Beef Or Salmon has landed the Hennessy Cognac Gold Cup and the Lexus Chase on his last two starts but started off the season by being second to Kingscliff in the Betfair Chase.

Hourigan said: "He probably wasn't just ready enough at Haydock and Paul (Carberry) said he blew up twice with him but he jumped those big fences well.

"I don't think it will make any difference to him that the race is at Cheltenham.

"He's won round Clonmel, Gowran Park, Punchestown and Fairyhouse and has shown he can handle an undulating track.

"He's good around Leopard-stown but if they ran the Lexus and the Hennessy at any other track in Ireland he'd be good on the day. It's just that those top races are run in Leopardstown and you have to go there to win them.

"They've come from England and elsewhere to try to beat him and he was the best horse and he can't do any more than he has done.

"He's had a great preparation, nothing has gone wrong, his muscles are super, he looks well and we've had no hiccups whatsoever."

Beef Or Salmon, who has the scalps of Kicking King and Best Mate to his name, faces a rematch with Kingscliff in the 24-runner Gold Cup, with the latter's trainer Robert Alner also represented by Sir Rembrandt.

Alner said: "Everything has gone absolutely fine with both of them.

"I'm a bit concerned that the going has gone fast but there is nothing you can do about that. I'm particularly concerned for Sir Rembrandt, he could certainly have done with a little more give.

"I will be nice to finally be able to run Kingscliff in the race as for a few years he seemed fated not to appear in it.

"We are very pleased with how his preparation has gone this year and he seems fit and well."

Champion jockey Tony McCoy takes the ride on the Jonjo O'Neill-trained Iris's Gift and is hoping the stayers' hurdle winner of 2004 can bounce back from a fall at Warwick.

McCoy said: "On the last of his winning starts earlier in the season he gave me as good a feel as any novice I've sat on and, although I was a bit disappointed with the manner of his fall at Warwick, I know that if he comes back to his best he will go very well."

Top owner David Johnson is hoping to realise a long-held ambition when Celestial Gold takes his chance in the blue riband.

The Martin Pipe-trained eight-year-old has not run since finishing seventh 12 months ago but has been trained with this race as his objective.

Johnson said: "He hasn't run for exactly a year but when he was beaten in the Gold Cup it could be that his victories in the Paddy Power Gold Cup and the Hennessy had left their mark.

"He showed how good he is as a fresh horse in the past and it would mean so much to me if Martin could win this race with one of my horses."

Despite reigning champion Kicking King missing the race, the form is represented by last year's runner-up Take The Stand.

Peter Bowen, the ten-year-old's trainer, is convinced he is primed for another big run, saying: "This race has been his big target ever since he finished second to Kicking King last year and we don't have him to worry about this time."

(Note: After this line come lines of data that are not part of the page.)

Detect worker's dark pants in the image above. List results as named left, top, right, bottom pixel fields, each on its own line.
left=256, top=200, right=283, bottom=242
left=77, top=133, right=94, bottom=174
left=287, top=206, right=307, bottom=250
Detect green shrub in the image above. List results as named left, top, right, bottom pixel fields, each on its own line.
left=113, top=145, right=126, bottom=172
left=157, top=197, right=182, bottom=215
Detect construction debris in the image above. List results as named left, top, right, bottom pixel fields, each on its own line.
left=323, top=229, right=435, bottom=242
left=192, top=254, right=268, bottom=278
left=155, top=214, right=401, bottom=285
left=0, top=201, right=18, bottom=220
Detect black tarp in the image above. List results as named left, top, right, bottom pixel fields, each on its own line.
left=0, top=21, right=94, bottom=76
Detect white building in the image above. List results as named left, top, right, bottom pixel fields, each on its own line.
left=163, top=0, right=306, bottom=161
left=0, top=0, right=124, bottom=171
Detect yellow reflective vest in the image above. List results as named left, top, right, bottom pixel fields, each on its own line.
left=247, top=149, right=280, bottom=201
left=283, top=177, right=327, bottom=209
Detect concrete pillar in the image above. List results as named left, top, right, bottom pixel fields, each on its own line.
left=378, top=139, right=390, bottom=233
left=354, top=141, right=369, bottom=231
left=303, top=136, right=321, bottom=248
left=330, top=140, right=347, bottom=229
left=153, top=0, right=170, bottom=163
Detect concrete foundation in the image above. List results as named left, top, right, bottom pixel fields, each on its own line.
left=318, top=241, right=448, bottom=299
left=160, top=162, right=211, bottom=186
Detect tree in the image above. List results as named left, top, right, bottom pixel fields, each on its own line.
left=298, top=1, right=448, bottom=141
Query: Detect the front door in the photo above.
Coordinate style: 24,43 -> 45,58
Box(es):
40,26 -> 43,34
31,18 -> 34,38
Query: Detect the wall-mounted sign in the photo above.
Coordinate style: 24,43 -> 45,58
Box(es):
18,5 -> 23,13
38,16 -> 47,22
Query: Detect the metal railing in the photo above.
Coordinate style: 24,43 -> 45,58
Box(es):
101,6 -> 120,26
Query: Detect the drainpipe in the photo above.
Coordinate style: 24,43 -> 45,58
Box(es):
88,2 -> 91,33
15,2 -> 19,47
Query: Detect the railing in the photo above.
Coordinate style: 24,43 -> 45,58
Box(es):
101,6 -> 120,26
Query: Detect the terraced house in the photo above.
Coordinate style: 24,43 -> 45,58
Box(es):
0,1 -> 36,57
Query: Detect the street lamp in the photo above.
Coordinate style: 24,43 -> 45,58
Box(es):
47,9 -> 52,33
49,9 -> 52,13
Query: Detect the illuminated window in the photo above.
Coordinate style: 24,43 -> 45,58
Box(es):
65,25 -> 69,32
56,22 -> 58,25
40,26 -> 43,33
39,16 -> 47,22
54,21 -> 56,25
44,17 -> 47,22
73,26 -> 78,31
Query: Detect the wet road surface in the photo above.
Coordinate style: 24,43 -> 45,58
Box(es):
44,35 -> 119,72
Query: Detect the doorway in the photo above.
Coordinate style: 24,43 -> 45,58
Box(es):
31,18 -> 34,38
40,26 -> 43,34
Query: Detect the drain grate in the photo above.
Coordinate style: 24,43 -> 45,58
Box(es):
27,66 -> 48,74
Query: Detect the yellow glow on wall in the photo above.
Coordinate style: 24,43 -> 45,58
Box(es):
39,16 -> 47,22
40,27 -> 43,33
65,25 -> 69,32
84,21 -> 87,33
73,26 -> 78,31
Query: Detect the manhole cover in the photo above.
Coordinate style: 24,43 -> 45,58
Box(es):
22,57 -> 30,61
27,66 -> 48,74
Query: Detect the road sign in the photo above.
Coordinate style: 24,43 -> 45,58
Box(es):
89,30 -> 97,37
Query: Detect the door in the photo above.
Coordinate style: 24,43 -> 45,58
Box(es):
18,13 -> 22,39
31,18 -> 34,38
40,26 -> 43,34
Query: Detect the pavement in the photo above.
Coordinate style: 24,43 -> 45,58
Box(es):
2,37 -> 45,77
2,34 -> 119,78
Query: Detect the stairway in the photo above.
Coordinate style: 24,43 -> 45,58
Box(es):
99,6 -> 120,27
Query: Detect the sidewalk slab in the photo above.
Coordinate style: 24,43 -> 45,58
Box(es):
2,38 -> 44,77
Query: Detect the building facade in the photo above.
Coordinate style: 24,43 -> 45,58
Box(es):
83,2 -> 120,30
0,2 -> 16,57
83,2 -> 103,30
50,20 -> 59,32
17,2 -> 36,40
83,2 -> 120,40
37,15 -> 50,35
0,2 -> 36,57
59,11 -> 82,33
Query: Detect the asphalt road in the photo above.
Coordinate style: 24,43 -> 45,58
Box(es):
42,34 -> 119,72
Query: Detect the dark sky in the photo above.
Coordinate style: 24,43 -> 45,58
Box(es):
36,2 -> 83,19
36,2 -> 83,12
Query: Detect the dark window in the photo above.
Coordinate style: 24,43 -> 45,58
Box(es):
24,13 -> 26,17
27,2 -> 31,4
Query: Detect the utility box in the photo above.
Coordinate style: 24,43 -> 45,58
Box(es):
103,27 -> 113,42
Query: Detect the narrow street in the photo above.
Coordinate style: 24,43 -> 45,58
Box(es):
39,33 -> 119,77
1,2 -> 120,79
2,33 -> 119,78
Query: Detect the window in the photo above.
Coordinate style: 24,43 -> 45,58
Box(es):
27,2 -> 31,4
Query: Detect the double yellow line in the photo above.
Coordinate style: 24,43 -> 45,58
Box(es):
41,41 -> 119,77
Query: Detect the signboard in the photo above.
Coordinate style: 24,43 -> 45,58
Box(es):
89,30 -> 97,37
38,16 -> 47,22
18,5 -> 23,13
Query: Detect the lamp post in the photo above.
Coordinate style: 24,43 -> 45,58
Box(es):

Philip Hobbs is doubly represented but is still finding it hard to come to terms with the fact that his former useful handicapper Monkerhostin is going into the race as second-favourite.

Hobbs also has 2003 SunAlliance Chase winner One Knight in the race and says: "If you'd told me Monkerhostin would be nearly favourite for this at the start of the season I'd have thought you were mad but there's no question he put up a staying performance in the King George and I felt he might well have won in another couple of strides.

"One Knight was getting the worst of the argument when he fell at the last in the Welsh National but would have been a creditable second, while at Wincanton last time he touched the top of the fence and gravity took over for Richard (Johnson)."

Paul Nicholls runs Cornish Rebel and Royal Auclair and says of the former: "I've saved what I hope will be my trump card, a pair of blinkers, until now. They worked a treat with See More Business when he won the Gold Cup and I'm hoping history will repeat itself.

"Royal Auclair comes good at this time of year and although his big target is the Grand National, in which he ran so well last season, on his day he's capable of mixing it with the best of these and I don't think he'll be too far away."

The French challenge is headed by a Francois Doumen runner in L'Ami, who was an honourable runner-up behind Trabolgan in the Hennessy earlier in the season.

Doumen said: "He has run several good races in defeat this season, including the Hennessy and the King George, and I was delighted with the way he ran in the Racing Post Chase."